His points are fine, but shocker its the same principals that apply to all code, infra isn't that special, thought we established that years ago.

Also starting by boasting about the number of lines of code you have written to achieve something is asking for trouble.

It feels like many in the 'devops' community that are from an ops background are rediscovering software principals, this chap isn't alone in that!




Infrastructure is special - if I make a change to my code, it usually won’t kill a whole database, load balancers, knock out connectivity, etc.


A load balancer is not much use if the application on the other side is borked because of the application code is faulty, I don't really see your point.

What I do see is 'devops' typically changing code in critical areas without taking sufficient care, but thats more a cultural thing than infra code being special.
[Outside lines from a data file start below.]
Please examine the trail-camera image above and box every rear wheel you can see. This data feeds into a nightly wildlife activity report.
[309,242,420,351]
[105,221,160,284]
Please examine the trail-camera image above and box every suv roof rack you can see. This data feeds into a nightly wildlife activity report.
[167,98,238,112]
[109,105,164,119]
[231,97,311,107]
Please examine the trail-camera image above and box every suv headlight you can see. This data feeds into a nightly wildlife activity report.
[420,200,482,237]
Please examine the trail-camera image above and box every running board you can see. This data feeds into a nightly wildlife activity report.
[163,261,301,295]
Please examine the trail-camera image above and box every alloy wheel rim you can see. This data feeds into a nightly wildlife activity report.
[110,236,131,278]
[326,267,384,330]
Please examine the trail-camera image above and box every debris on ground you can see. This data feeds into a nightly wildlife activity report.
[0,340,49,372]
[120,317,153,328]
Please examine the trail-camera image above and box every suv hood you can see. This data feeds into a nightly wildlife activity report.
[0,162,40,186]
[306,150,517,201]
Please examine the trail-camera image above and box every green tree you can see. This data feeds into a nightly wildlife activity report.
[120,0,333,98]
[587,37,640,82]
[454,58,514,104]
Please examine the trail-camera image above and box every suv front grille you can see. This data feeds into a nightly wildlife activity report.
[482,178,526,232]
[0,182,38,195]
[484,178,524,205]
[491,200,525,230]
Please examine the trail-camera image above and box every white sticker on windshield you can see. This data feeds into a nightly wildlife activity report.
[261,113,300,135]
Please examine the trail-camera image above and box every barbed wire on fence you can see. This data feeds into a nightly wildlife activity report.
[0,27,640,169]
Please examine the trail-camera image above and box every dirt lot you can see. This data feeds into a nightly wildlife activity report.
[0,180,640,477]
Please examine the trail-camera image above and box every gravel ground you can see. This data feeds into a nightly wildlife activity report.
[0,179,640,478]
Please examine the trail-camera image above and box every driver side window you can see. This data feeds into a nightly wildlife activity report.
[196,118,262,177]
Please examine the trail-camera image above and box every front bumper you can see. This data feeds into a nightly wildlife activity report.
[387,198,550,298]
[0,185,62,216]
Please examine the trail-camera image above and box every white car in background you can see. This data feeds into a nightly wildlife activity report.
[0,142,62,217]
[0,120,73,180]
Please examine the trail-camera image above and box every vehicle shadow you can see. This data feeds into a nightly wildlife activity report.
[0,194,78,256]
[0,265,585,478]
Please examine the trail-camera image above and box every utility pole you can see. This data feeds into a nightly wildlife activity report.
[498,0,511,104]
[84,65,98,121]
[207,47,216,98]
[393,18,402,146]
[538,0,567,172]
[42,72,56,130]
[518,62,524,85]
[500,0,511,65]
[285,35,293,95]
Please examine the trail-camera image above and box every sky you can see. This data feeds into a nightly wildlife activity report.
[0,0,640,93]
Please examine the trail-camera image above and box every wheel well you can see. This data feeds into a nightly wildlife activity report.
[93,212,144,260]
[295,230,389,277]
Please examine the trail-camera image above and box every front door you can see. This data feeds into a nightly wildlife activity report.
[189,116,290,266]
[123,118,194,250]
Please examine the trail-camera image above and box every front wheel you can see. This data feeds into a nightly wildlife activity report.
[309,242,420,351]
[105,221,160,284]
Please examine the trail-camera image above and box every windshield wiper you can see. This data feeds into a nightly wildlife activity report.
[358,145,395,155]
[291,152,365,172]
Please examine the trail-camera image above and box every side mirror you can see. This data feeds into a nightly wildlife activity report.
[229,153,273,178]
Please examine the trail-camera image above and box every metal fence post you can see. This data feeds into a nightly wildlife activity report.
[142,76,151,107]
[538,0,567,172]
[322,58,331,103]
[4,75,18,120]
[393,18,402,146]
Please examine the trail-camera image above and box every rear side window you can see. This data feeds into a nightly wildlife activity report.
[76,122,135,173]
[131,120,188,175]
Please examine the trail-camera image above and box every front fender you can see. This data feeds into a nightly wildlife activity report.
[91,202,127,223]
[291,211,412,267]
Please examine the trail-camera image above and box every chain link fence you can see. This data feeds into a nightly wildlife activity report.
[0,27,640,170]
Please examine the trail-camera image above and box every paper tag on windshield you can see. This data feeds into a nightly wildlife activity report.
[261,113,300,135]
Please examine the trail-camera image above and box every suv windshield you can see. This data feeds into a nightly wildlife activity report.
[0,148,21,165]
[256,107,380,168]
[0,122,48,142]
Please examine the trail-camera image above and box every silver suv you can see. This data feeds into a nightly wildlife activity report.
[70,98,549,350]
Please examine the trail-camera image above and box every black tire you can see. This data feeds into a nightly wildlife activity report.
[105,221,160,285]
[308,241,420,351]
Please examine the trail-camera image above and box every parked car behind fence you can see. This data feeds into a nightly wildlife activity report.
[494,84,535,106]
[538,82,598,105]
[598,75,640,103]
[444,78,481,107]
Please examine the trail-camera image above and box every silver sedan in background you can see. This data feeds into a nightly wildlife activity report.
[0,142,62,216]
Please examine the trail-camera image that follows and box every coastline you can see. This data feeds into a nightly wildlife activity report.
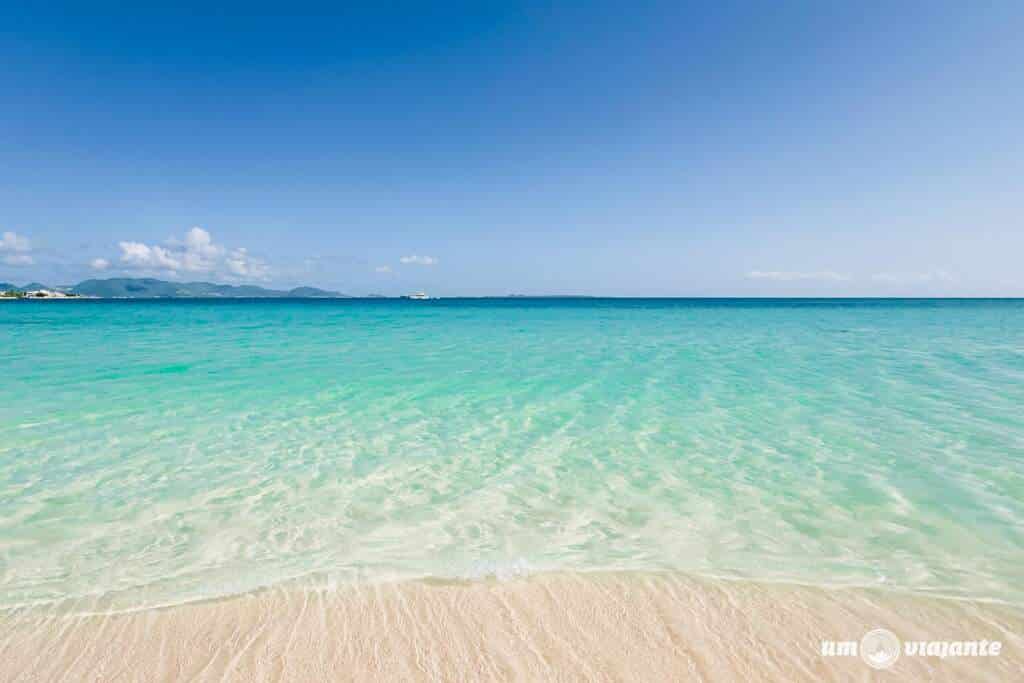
[0,572,1024,681]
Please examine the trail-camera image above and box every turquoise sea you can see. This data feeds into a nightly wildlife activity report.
[0,299,1024,609]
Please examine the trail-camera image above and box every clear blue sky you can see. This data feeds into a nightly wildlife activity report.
[0,1,1024,296]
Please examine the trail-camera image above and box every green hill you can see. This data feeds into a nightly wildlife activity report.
[71,278,347,299]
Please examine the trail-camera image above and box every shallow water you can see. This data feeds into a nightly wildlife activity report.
[0,300,1024,608]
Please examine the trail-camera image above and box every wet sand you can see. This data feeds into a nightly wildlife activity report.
[0,573,1024,682]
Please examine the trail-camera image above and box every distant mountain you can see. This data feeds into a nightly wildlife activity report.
[71,278,348,299]
[286,287,349,299]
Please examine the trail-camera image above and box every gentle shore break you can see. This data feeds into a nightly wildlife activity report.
[0,572,1024,681]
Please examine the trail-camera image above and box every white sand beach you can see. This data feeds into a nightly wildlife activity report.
[0,573,1024,681]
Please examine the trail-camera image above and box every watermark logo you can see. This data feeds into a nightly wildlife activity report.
[858,629,900,669]
[821,629,1002,669]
Agreed and I'm from the "devops" side of the house.

I don't see a lot of build pipelines with automated tests and deployment for IaC. Standardized processes like pull requests with code review are also not ubiquitous.

With terraform one typically writes a template, does a plan, then apply and hopes for the best. What I've seen and the OP mentions the same in his talk is that things occasionally go terribly awry in ways that common software development practices would prevent.


If you make a minor mistake in application code, it usually doesn’t affect the whole site. Besides, when you are deploying code on a group of servers, hopefully you have sense enough to at least do a rolling deployment and are using automated health checks to make sure that your whole site isn’t down during a deployment.


Nor does my infra code, because I write tests, and have a pre-prod end to test it in a controlled ci approach.